A strange group of associations, Data thought. This was what human beings meant when they talked of feelings of foreboding, or of being “spooked.”

Data wondered why. Perhaps it was the very vastness of the Sphere, into which a tiny speck like the Darwin—or the Enterprise—could so easily disappear and end up traveling for eons, like a ghost ship, without ever finding its way out again. Certainly, the loss of any ship was one of many possibilities, nothing more, but it seemed, at that moment, that he was watching the last of her.

As the Darwin settled into orbit around the alien moon, Picard saw on the forward viewscreen that its surface was a smooth eggshell finish. There were “dust” particles clinging to the shell—bundles of heavy helium clumped together with carbon isotopes and other residua of the solar wind. No signs of cratering, however. No meteoritic debris of any sort. Of course not. Every chip of ice, every interplanetary pebble, had been swept up in a cyclopean construction project.

“No sign of an entrance,” Geordi said from his bridge station aft.

“What did they do, seal it up?” Picard asked.

“It seems that way.”

“Or the entrance is expertly hidden,” Picard suggested.

“We may not have time to find it,” Captain Dalen said.

Picard nodded agreement, and said, “Then we should take one of your shuttles down to the surface and see if we can break in.”

“Ah,” Captain Dalen said. “After a few weeks of ceramic foam and false granite, my crew will be more than ready for a new flavor.”

“It may be a surface that even a Horta can’t eat through,” Picard cautioned.

“We will see if that is true. Horta can synthesize what may be needed, and walk through.”

It still startled him, from time to time, to think that Hortas thought of “walking through” solid objects. It was their physical heritage, of course, but something in the way Captain Dalen had spoken made him think that she was also trying to make another obscure Horta joke.” I know you’re sorry not to be going with us,” Picard was saying to Troi, “but I should leave one member of my crew here, and you are the obvious choice.”

“Of course,” Troi said. She knew why; more time spent with other members of Captain Dalen’s crew would give her more familiarity with their emotions, with what was normal for them. Neither protocol nor standard procedure required her to accompany Picard and La Forge to the shuttle entrance, but she had been picking up some disquieting sensations from Captain Dalen. That was yet another reason for comparing with other members of her crew what she sensed inside the Horta commander.
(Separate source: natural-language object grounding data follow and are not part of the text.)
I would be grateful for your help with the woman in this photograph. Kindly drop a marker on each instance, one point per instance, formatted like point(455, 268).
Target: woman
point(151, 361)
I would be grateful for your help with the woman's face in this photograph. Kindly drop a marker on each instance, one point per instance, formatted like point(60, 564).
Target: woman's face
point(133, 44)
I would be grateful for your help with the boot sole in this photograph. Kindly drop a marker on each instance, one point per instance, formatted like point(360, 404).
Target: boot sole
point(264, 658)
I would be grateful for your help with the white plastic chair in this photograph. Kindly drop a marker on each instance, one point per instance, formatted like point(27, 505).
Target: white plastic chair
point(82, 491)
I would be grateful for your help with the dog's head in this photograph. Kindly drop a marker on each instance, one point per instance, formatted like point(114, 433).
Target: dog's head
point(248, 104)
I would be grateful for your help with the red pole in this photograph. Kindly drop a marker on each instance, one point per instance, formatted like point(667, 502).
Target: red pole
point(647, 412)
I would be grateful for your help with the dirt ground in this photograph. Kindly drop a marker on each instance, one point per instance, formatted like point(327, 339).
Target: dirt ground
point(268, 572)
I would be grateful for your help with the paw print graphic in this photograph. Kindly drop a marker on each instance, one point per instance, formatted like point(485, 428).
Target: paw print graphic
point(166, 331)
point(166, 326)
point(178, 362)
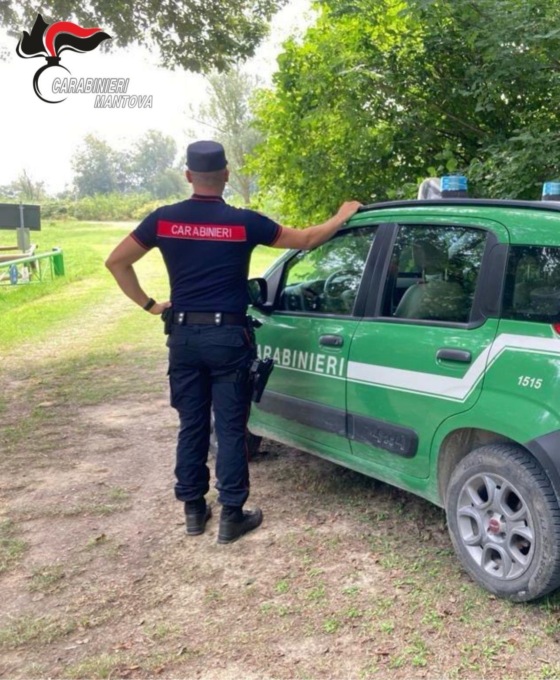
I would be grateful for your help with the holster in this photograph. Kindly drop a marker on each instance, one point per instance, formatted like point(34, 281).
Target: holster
point(259, 374)
point(167, 318)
The shuttle hatch was already open, and Troi noticed that the interior of the shuttlecraft Balboa had seats suitable for humanoids as well as saddles for Hortas. Captain Dalen’s pilots were already aboard the shuttlecraft. For her away team, the captain had brought along Lieutenant Jee, introduced earlier to the Enterprise officers as a “young archaeologist.” Two other Horta officers, Lieutenant Sherd and Ensign Kodo, completed the team. Picard and La Forge greeted the Hortas, then followed them into the shuttlecraft.

Troi stepped back as the Balboa’s hatch door slid shut. She had picked up that same disturbing sensation again, and from all of the Hortas present this time. Anticipation, curiosity—those expected feelings were there, but she could also sense them in Captain Picard, in Geordi, inside herself. Something else tinged the feelings she was picking up from Dalen and the other Hortas, a kind of reckless ecstacy, almost a mania, a lust to embrace the unknown.

The feeling faded. Troi told herself not to jump to conclusions about a species she had encountered for the first time so recently. But what she had felt suggested that the Hortas might be too quick to rush into dangerous situations in order to satisfy their powerful curiosity, and that, she knew, could endanger this mission—and all of their lives.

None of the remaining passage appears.